Spring is here, along with a welcome thaw to end a brutal winter. That is perhaps an apt metaphor for private equity fundraising, which also appears to be warming up.
The final close of Onex Partners IV LP, the fourth partnership of Canadian private equity firm Onex Corp, provides a timely example of this trend.
Fund IV has been wrapped up with US$5.15 billion in total capital committed. According to Onex, it is the largest fundraise in its history. Capital committed is also 14% more than Fund IV’s target of US$4.5 billion. That target was originally set below the US$4.7 billion raised by Onex Partners III LP in 2009.
As anticipated in a January report by Buyouts senior editor Steve Gelsi, Onex also completed its latest partnership well ahead of schedule. A mix of new and existing LPs signed on, including several major public employee pension plans and sovereign wealth funds.
The close of Onex Partners IV comes at a time of intensifying fund-raising in the U.S. market. Buyouts recently reported that American buyout, mezzanine and other PE firms took in US$39.1 billion in the first quarter, up 50% year over year.
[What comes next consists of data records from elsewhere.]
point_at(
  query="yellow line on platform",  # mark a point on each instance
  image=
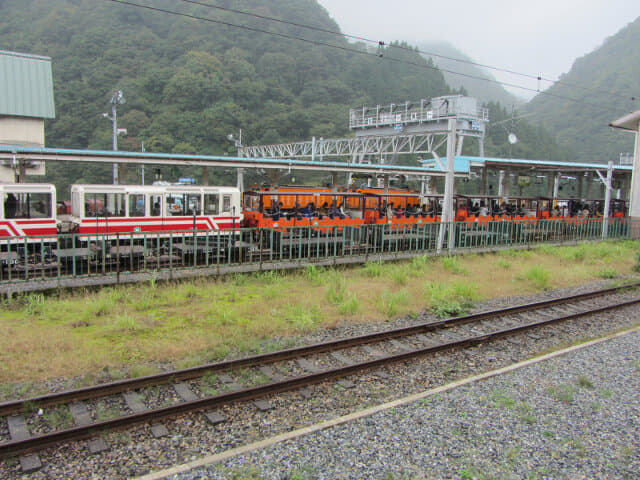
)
(220, 457)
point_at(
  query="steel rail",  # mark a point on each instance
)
(77, 433)
(112, 388)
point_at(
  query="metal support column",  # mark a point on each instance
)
(483, 186)
(634, 207)
(607, 200)
(447, 209)
(556, 185)
(240, 180)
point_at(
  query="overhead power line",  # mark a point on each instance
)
(357, 51)
(538, 78)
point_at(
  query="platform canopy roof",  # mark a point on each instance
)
(463, 163)
(26, 85)
(628, 122)
(110, 156)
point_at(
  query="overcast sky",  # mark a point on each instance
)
(540, 37)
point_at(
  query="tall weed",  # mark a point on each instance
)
(373, 269)
(391, 303)
(448, 300)
(452, 264)
(539, 277)
(349, 306)
(337, 289)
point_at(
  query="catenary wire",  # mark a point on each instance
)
(361, 52)
(407, 48)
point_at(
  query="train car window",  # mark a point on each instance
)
(10, 206)
(39, 205)
(27, 205)
(226, 203)
(175, 204)
(193, 204)
(136, 205)
(104, 204)
(75, 204)
(155, 201)
(211, 204)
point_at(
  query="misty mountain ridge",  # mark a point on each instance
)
(485, 91)
(609, 78)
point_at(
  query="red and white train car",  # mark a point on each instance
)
(136, 209)
(27, 211)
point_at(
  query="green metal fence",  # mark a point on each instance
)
(25, 260)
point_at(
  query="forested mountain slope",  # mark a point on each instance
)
(188, 83)
(486, 91)
(611, 76)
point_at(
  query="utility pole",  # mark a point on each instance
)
(238, 144)
(116, 99)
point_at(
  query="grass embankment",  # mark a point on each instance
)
(124, 329)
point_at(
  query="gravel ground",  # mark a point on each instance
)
(192, 437)
(575, 416)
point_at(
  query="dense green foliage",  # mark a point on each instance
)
(610, 75)
(484, 90)
(189, 83)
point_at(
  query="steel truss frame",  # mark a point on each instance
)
(356, 148)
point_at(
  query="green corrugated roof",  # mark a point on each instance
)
(26, 85)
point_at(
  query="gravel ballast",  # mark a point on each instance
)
(574, 416)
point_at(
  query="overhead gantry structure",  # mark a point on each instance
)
(383, 133)
(631, 123)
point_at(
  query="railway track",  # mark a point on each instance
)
(197, 389)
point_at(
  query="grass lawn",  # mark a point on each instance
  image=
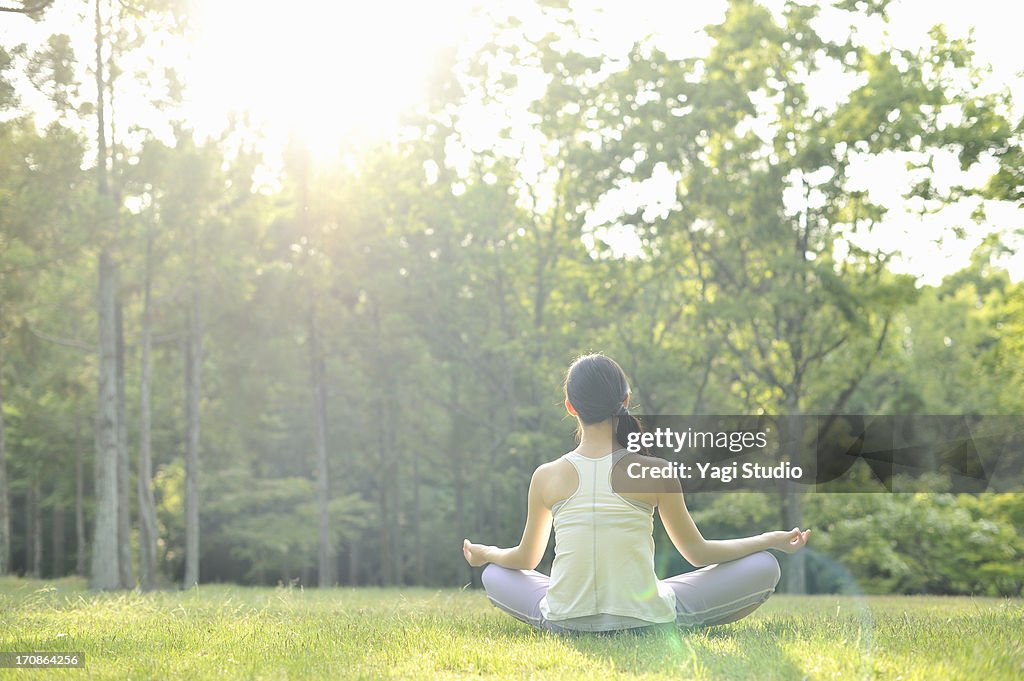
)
(237, 632)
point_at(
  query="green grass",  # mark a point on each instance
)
(237, 632)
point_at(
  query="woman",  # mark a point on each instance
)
(603, 575)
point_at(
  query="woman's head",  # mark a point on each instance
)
(596, 390)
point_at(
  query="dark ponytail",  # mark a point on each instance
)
(596, 387)
(627, 425)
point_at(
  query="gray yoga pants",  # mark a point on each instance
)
(704, 597)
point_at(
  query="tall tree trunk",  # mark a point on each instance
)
(353, 561)
(146, 505)
(4, 498)
(795, 572)
(326, 562)
(35, 528)
(79, 504)
(105, 571)
(57, 536)
(124, 471)
(194, 364)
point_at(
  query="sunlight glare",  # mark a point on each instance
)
(330, 73)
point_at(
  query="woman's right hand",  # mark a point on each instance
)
(475, 554)
(788, 542)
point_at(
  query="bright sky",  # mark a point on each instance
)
(331, 72)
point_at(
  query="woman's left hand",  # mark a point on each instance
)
(475, 554)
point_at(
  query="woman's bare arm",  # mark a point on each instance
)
(535, 536)
(699, 552)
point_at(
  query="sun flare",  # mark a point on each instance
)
(327, 72)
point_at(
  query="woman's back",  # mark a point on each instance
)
(604, 553)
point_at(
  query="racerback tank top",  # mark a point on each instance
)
(604, 552)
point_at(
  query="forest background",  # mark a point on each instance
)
(331, 360)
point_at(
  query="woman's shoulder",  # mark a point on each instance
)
(554, 468)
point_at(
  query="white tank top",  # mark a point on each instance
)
(604, 554)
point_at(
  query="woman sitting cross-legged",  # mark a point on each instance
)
(603, 577)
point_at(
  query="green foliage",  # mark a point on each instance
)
(451, 295)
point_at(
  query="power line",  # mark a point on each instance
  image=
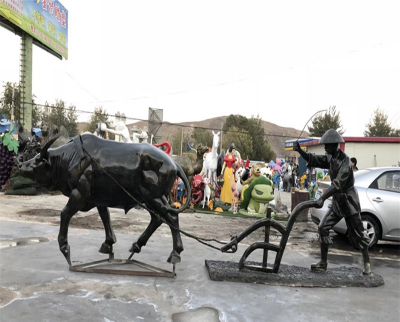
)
(165, 123)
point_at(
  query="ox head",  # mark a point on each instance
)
(38, 167)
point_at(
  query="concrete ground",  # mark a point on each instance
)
(36, 285)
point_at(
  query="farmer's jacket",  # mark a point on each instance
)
(345, 198)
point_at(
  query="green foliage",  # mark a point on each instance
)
(180, 137)
(248, 136)
(58, 115)
(12, 144)
(243, 141)
(379, 126)
(100, 116)
(324, 122)
(202, 136)
(10, 102)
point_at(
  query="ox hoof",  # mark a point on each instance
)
(174, 258)
(105, 248)
(135, 248)
(66, 252)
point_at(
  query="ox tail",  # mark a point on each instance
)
(181, 174)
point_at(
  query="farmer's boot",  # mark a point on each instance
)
(322, 265)
(367, 264)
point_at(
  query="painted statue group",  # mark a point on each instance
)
(93, 172)
(226, 183)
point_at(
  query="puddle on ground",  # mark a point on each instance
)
(22, 241)
(6, 296)
(201, 314)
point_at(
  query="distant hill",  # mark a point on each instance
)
(277, 135)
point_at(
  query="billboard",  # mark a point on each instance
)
(45, 20)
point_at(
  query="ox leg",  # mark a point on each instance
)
(155, 222)
(175, 256)
(162, 206)
(106, 247)
(66, 214)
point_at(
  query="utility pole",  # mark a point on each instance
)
(26, 82)
(181, 139)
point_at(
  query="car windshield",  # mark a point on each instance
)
(361, 173)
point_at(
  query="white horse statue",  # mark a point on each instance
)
(211, 160)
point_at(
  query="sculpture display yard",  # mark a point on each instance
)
(93, 172)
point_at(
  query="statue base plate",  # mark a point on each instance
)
(293, 276)
(121, 267)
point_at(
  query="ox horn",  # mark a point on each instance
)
(43, 152)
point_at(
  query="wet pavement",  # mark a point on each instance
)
(36, 285)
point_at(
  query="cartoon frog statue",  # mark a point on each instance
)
(257, 193)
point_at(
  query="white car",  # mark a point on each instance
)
(379, 193)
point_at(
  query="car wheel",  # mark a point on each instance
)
(371, 228)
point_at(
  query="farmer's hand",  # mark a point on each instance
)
(320, 203)
(296, 147)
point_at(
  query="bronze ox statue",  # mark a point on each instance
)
(93, 172)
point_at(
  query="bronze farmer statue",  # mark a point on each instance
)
(345, 201)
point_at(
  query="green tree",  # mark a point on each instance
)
(180, 137)
(57, 116)
(202, 136)
(242, 140)
(100, 115)
(324, 122)
(248, 136)
(379, 125)
(10, 102)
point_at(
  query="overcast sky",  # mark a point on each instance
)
(281, 60)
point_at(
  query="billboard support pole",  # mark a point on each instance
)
(26, 82)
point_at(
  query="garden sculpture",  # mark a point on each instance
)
(345, 201)
(93, 172)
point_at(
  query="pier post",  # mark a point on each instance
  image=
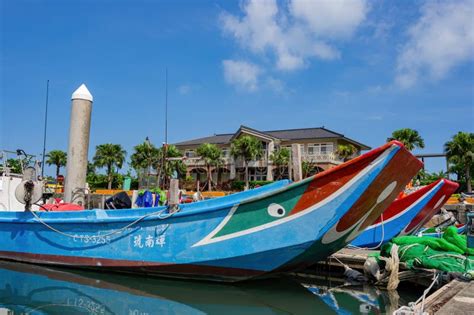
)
(79, 133)
(296, 162)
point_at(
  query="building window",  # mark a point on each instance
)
(320, 148)
(327, 148)
(225, 152)
(189, 153)
(256, 174)
(313, 149)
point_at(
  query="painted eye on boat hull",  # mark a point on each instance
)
(276, 210)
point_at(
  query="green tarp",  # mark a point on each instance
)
(449, 253)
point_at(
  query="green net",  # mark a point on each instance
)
(449, 253)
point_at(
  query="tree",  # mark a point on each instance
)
(410, 138)
(346, 151)
(307, 168)
(109, 155)
(145, 156)
(211, 155)
(249, 149)
(58, 158)
(280, 159)
(460, 152)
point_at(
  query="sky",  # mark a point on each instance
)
(360, 68)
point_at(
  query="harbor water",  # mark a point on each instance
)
(30, 289)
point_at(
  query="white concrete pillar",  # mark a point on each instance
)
(79, 133)
(270, 149)
(296, 162)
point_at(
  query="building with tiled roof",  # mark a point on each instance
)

That’s on top of the US$185.8 billion raised in 2013—the fourth best annual tally on record.
2013 was also a banner year for Canadian buyout, mezzanine and other PE firms, which attracted $16.1 billion in capital commitments, the highest level since 2006. This activity appears to have been sustained in the early months of 2014, with fund closings announced by Annapolis Capital, Bonnefield Financial, Clairvest Group, Imperial Capital Group, Ironbridge Equity Partners and West Face Capital, to name only a few.
Like Onex Partners IV, many PE funds appear to be oversubscribed. As reported by peHUB Canada, Clairvest’s fifth partnership, Clairvest Equity Partners V, raised a remarkable 86% of its $600 million hard-cap target in its initial close. Jeff Parr, the firm’s co-CEO and managing director, attributed this success partly to the influence of higher public market values and stronger exits on fund-raising conditions.
Onex’s fund-raising doubtless benefited from a string of lucrative exit announcements. These include the pending sale of industrial conglomerate Gates Corp to Blackstone Group for US$5.4 billion. Upon the completion of the sale, Onex said it and Canada Pension Plan Investment Board will have received aggregate proceeds of around US$4.7 billion, resulting in a multiple on capital invested of about 2.2x and a return of about 26% per annum.
Onex is also in the process of selling The Warranty Group, a provider of extended warranty contracts, to TPG Capital. That transaction is valued at approximately US$1.5 billion.
Over its 30-year history, the firm has generated a gross internal rate of return of 28% and a gross multiple of 3.0x capital invested from realized, substantially realized and publicly traded investments.
With the the completion of its latest partnership, capital managed by the Toronto-based Onex totals US$21 billion.